Biri kendi imtiyazlarını korumak için dış güçlerden, komplolardan bahsederken, diğeri gerçekten de çalışmakta olan bir darbe mekanizmasını durdurmaya çalışıyor olabilir.

Biri sokağa palalı, tüfekli paramiliter çeteleri çıkartmaktan bahsederken, diğeri o ülkedeki bütün zenginlikleri üreten emekçi ve örgütlü halk kitlelerini eyleme dökmekten bahsediyor olabilir.

Fakat bu kez de benzerlerden hangisinin samimi, hangisinin istismarcı olduğuna dair bir başka soru ortaya çıkar. Bu soruya siyasi kanaatlerimizle verdiğimiz cevaplar ciddiye alınmaz: “Öyle diyorsun, çünkü ondan yanasın.” Bakmamız gereken, gerçeğin kayalık zeminidir.

Kimin ABD’nin müttefiki, kimin düşmanı olduğuna; kimin büyük şirketleri, kimin emekçi halk kitlelerinin çıkarlarını temsil ettiğine; kimin olağanüstü hal sayesinde grev yasaklamalarıyla övündüğüne, kimin her fabrikada dinamik işçi örgütleri kurarak burjuvazinin mallarına el koyduğuna; kimin arkasına milyonlarca doları almış basın kartelleriyle propaganda makinesini çalıştırdığına, kimin gönüllü işçi ve emekçilerin çabalarıyla yürütülen devrimci bir basına yaslandığına; kimin yüzbinlerce insanı işlerinden, özgürlüklerinden ve hayatlarından eden darbelerle devrilmek istendiğine ve devrildiğine, kimin darbe girişimi mazeretiyle yüz binlerce insanı işsiz veya mahpus kıldığına bakmak gerekir.

Şili’de Allende’li Yıllar kitabından takip edelim. ITT gibi Amerikan şirketlerinin ve Şili faşist sağının işbirliğiyle 11 Eylül 1973 tarihinde bir askeri darbe gerçekleşti. Birleşik Cephe hükümetinin önderi Salvador Allende, çocukları, çalışanların ailelerini ve gitmek isteyen herkesi başkanlık sarayından (kendisi inşa etmemişti) çıkardıktan sonra Fidel Castro’nun hediyesi Kalaşnikov tüfeğiyle darbecilere karşı çatışarak düştü. Darbenin ardından sayısı tam olarak bilinmeyen binlerce insan darbeciler tarafından öldürüldü, büyük ozan Victor Jara’nın da içinde olduğu 40 bin kişi Şili Stadyumu’nda işkencelere tabi tutuldu, binlerce kişi gözaltında kayboldu.

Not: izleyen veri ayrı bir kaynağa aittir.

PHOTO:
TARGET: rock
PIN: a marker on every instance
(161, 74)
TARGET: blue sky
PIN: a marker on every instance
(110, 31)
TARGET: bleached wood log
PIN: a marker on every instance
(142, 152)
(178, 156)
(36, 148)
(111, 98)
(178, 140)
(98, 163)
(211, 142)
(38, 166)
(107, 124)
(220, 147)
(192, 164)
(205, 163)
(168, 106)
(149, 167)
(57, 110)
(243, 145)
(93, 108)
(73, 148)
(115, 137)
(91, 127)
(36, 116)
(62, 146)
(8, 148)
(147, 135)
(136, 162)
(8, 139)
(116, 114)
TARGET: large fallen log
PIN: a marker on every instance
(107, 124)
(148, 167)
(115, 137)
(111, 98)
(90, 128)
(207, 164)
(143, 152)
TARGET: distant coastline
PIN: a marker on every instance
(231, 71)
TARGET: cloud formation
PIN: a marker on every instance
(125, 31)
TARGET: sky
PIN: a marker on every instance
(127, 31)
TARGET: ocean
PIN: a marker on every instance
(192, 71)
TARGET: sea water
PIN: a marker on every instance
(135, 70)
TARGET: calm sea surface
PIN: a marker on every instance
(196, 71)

Gelmiş geçmiş faşist liderlerin en kanlılarından biri olan Augusto Pinochet, kendi rejiminin özgürlükçü olduğunu düşünüyordu. Darbenin ikinci yıldönümünde bir “Özgürlük Ateşi” bile yaktı. Faşist cehennem ateşinin bu çıplak sembolü, ancak 2004 yılında, terör Şili’yi onlarca yıl kasıp kavurduktan sonra söndürülebilecekti. Pinochet, 1990 yılında iktidarı kendi soyundan faşistlere devrederek başkanlığı bıraktı ama 2002’ye kadar senatör olarak kaldı. 2000 yılında İngiltere’deki kısa süreli tutukluluğunu saymazsak, müsebbibi olduğu dehşetin hesabını hiç vermedi.

***

Darbeler vardır. ABD’nin başını çektiği dış komplolar vardır. Diktatörler vardır. Tüm bunlar gerçektir.

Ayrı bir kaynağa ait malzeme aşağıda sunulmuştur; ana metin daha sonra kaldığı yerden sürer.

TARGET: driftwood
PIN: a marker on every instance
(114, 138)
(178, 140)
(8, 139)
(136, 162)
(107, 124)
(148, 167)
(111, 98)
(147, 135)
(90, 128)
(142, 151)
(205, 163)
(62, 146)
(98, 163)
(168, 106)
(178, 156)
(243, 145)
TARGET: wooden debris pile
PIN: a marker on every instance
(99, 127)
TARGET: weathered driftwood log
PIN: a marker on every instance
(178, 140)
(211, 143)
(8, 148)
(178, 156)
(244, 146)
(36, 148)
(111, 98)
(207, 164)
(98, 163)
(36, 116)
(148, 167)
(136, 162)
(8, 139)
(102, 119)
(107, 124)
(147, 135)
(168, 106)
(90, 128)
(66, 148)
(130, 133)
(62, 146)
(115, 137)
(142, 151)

Kimin bu gerçekleri kendi çıkarına kullanarak numara yaptığına, kimin bu gerçeklerin kurbanı olduğuna karar vermek için, söylem benzerliklerine değil hareket halindeki dünyaya bakmak gerekir. Söz uçar eylem kalır. Söylem bukalemundur, değişir, mesela hangi küresel güçle stratejik müttefik olunduğu, öyle kolay değişmez.

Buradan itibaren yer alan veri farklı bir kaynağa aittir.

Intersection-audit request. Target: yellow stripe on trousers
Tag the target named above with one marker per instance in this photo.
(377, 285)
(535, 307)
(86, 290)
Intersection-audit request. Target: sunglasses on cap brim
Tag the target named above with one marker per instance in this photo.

(1) Yeni sömürgeciliği/neo-kolonyalizmi karakterize eden şey, sömürgeden emperyalist ülkeye kaynak transferinden ziyade emperyalist ülkeden sömürgeye patent, know-how, yedek parça, teknik bilgi, teknik eleman gibi sermaye unsurlarının transferidir.